Jing Xiaoyang, Xu Jinbo
Toyota Technological Institute at Chicago, Chicago, IL 60637, USA.
Nat Comput Sci. 2021 Jul;1(7):462-469. doi: 10.1038/s43588-021-00098-9. Epub 2021 Jul 15.
Protein model refinement is the last step applied to improve the quality of a predicted protein model. Currently the most successful refinement methods rely on extensive conformational sampling and thus, take hours or days to refine even a single protein model. Here we propose a fast and effective model refinement method that applies GNN (graph neural networks) to predict refined inter-atom distance probability distribution from an initial model and then rebuilds 3D models from the predicted distance distribution. Tested on the CASP (Critical Assessment of Structure Prediction) refinement targets, our method has comparable accuracy as two leading human groups Feig and Baker, but runs substantially faster. Our method may refine one protein model within ~11 minutes on 1 CPU while Baker needs ~30 hours on 60 CPUs and Feig needs ~16 hours on 1 GPU. Finally, our study shows that GNN outperforms ResNet (convolutional residual neural networks) for model refinement when very limited conformational sampling is allowed.

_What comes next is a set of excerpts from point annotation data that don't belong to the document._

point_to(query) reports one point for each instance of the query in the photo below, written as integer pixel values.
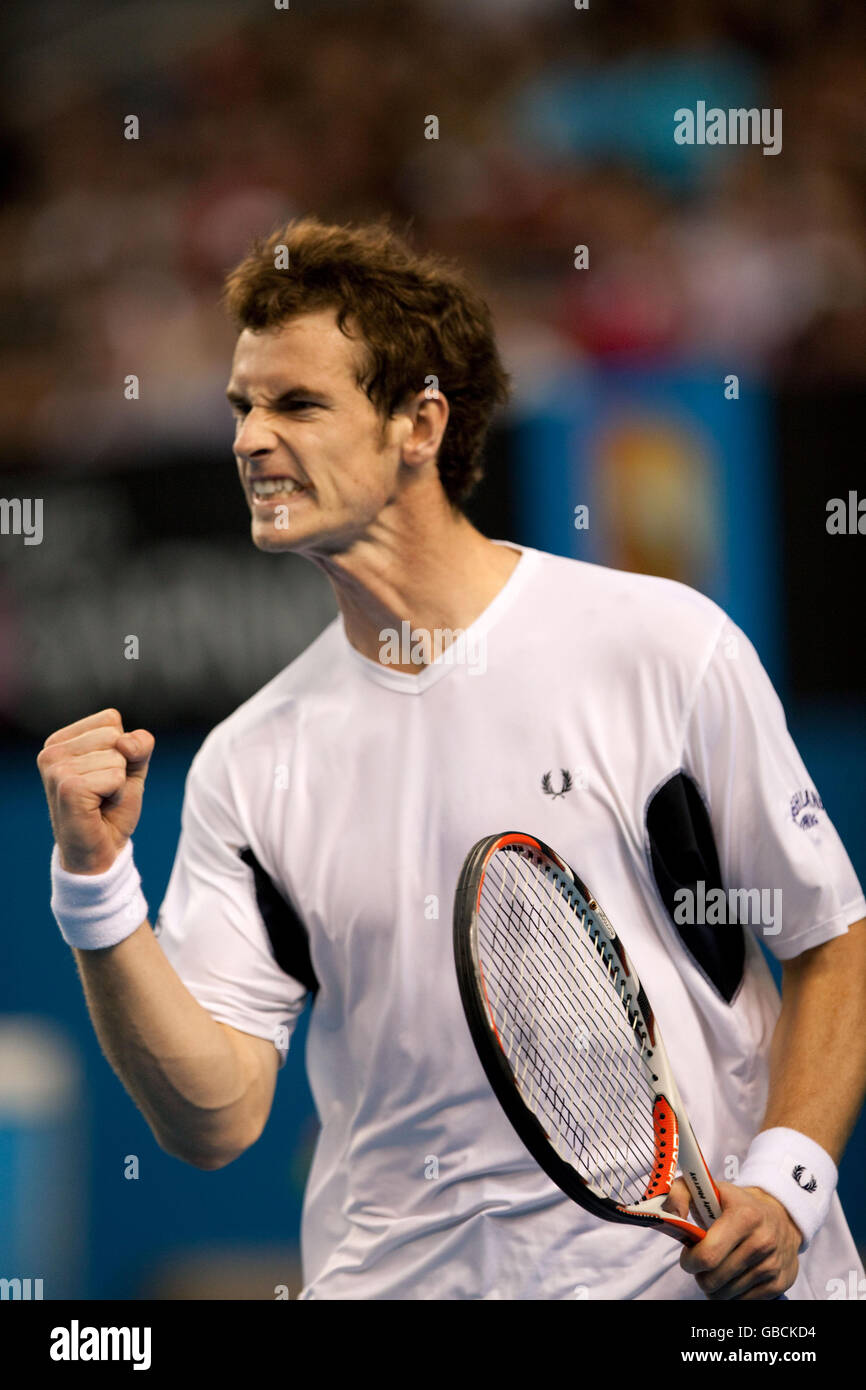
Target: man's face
(309, 444)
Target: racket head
(510, 1047)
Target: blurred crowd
(555, 129)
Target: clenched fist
(93, 776)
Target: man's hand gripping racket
(569, 1041)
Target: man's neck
(437, 577)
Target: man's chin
(273, 541)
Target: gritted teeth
(270, 487)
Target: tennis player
(623, 719)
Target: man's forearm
(196, 1089)
(818, 1057)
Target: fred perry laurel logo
(797, 1173)
(546, 786)
(804, 806)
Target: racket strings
(576, 1055)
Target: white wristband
(794, 1169)
(96, 911)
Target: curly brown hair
(417, 317)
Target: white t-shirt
(360, 790)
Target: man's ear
(427, 416)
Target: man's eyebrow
(285, 398)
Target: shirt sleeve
(210, 926)
(772, 830)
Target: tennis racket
(569, 1041)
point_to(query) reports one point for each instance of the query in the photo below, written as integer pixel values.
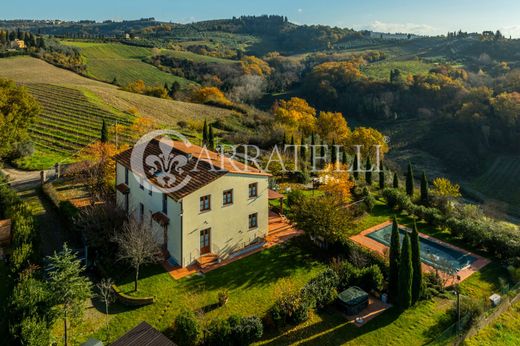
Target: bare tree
(137, 246)
(107, 296)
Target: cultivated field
(501, 181)
(106, 61)
(381, 70)
(74, 106)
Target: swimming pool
(432, 253)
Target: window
(227, 197)
(141, 212)
(253, 190)
(205, 203)
(253, 220)
(165, 204)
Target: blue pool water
(432, 253)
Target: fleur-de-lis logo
(164, 167)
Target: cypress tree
(211, 139)
(355, 167)
(205, 133)
(409, 180)
(396, 181)
(381, 175)
(104, 132)
(395, 257)
(425, 198)
(333, 156)
(416, 265)
(322, 154)
(313, 143)
(302, 150)
(368, 171)
(405, 274)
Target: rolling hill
(106, 61)
(74, 106)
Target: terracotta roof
(161, 218)
(123, 188)
(202, 166)
(274, 195)
(143, 335)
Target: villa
(219, 207)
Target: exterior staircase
(207, 260)
(280, 229)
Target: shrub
(218, 333)
(290, 309)
(245, 330)
(223, 297)
(186, 329)
(321, 290)
(469, 308)
(368, 278)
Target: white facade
(190, 233)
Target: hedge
(129, 300)
(23, 229)
(483, 233)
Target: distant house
(143, 335)
(222, 209)
(18, 44)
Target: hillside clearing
(74, 106)
(106, 61)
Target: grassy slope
(505, 330)
(197, 57)
(4, 291)
(108, 60)
(381, 70)
(500, 181)
(251, 283)
(71, 95)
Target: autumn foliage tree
(296, 115)
(333, 126)
(210, 95)
(336, 183)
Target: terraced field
(381, 70)
(501, 181)
(74, 107)
(106, 61)
(68, 123)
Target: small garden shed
(353, 300)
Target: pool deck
(382, 249)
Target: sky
(425, 17)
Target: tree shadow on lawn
(333, 329)
(259, 269)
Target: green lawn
(251, 282)
(505, 330)
(4, 291)
(413, 327)
(181, 54)
(381, 70)
(108, 60)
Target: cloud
(421, 29)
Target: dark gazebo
(353, 300)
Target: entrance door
(205, 237)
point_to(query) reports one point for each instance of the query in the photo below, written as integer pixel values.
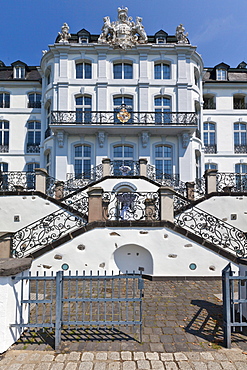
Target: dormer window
(221, 74)
(19, 72)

蛋白质模型优化是用于提高预测蛋白质模型质量的最后一步。目前,最成功的优化方法依赖于广泛的构象采样,因此,即使是优化单个蛋白质模型也需要数小时或数天时间。在此,我们提出了一种快速有效的模型优化方法,该方法应用图神经网络(GNN)从初始模型预测优化后的原子间距离概率分布,然后根据预测的距离分布重建三维模型。在蛋白质结构预测关键评估(CASP)优化目标上进行测试时,我们的方法与两个领先的人类团队Feig和Baker具有相当的准确性,但运行速度要快得多。我们的方法在1个中央处理器(CPU)上约11分钟内可优化一个蛋白质模型,而Baker团队在60个CPU上需要约30小时,Feig团队在1个图形处理器(GPU)上需要约16小时。最后,我们的研究表明,在允许非常有限的构象采样时,对于模型优化,图神经网络优于残差神经网络(ResNet)。